— Мой флорентиец, я даже не понимаю, о чём ты толкуешь, — Халил приобнял Джованни за шею, и он с удовольствием уткнулся лицом ему в живот, отдаваясь ласковым движениям пальцев, скользящих по затылку.
— Халил, прекрати его жалеть и оглаживать. Мы не договорили. Я тоже ничего не понял! — с Али еще не слетел его боевой настрой.
— Али, мы должны друг другу доверять, — обратился к нему восточный раб. — Если я поведу лодку, будешь ли ты спрашивать, почему я выставил этот парус и именно вот так? Когда ты принесёшь воду из источника, буду ли я спрашивать, насколько чистая вода и нет ли в ней яда? Флорентиец поступает так же.
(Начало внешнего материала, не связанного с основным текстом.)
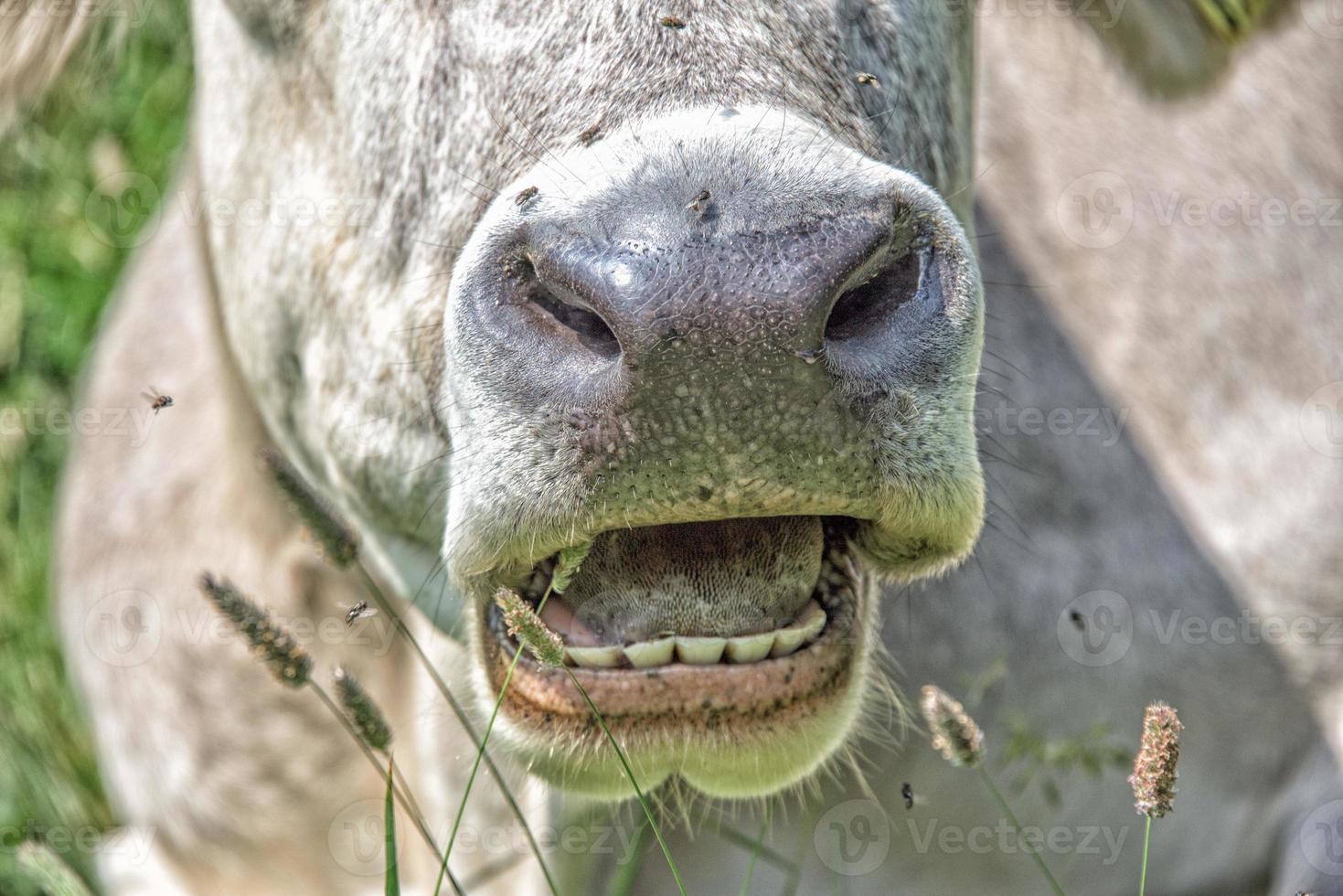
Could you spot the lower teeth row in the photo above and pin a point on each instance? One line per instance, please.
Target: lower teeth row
(703, 652)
«Ты такой тёплый, живой. Мой. Спасибо тебе, мой ласковый, за защиту», — Джованни высвободил голову, в свою очередь обнял Халила, прижался, опустил взгляд:
— Почему ты босой?
— В сапогах жарко, а сандалии я потерял в дороге, мой господин.
— Плохой я хозяин…
— Хороший, очень хороший…
— Опять лишние траты! — проворчал Али, вмешиваясь в их разговор и успокаиваясь. — Давай я лучше украду? — он метнул озорной взгляд на Халила и поиграл бровями, но затем вновь принял серьёзный вид. — Ладно, я уже понял — получу плетей.
***
Через три дня в город привели четырех разбойников, что грабили путешественников на дороге. Лоренцо, в легких доспехах, торжественно держась на лошади и возглавляя отряд, передал их, закованных в цепи, Народному капитану на Главной площади и заслужил устную благодарность от имени народа Болоньи. Преступников потом публично секли плетьми и повесили на кладбище, собрав немало зрителей. Джованни узнал о приезде Лоренцо уже вечером, когда вернулся домой, а о казни разбойников — еще раньше, от синьора Луцци, который принялся тайно хлопотать, чтобы трупы передали ему для изучения. Рекомендация Мигеля Мануэля сыграла свою положительную роль: синьор Луцци предложил прочитать его книгу, а затем ответить по ней подробно, но главной ценностью нового ученика признал спокойное и заинтересованное отношение к виду свежих внутренностей и мяса.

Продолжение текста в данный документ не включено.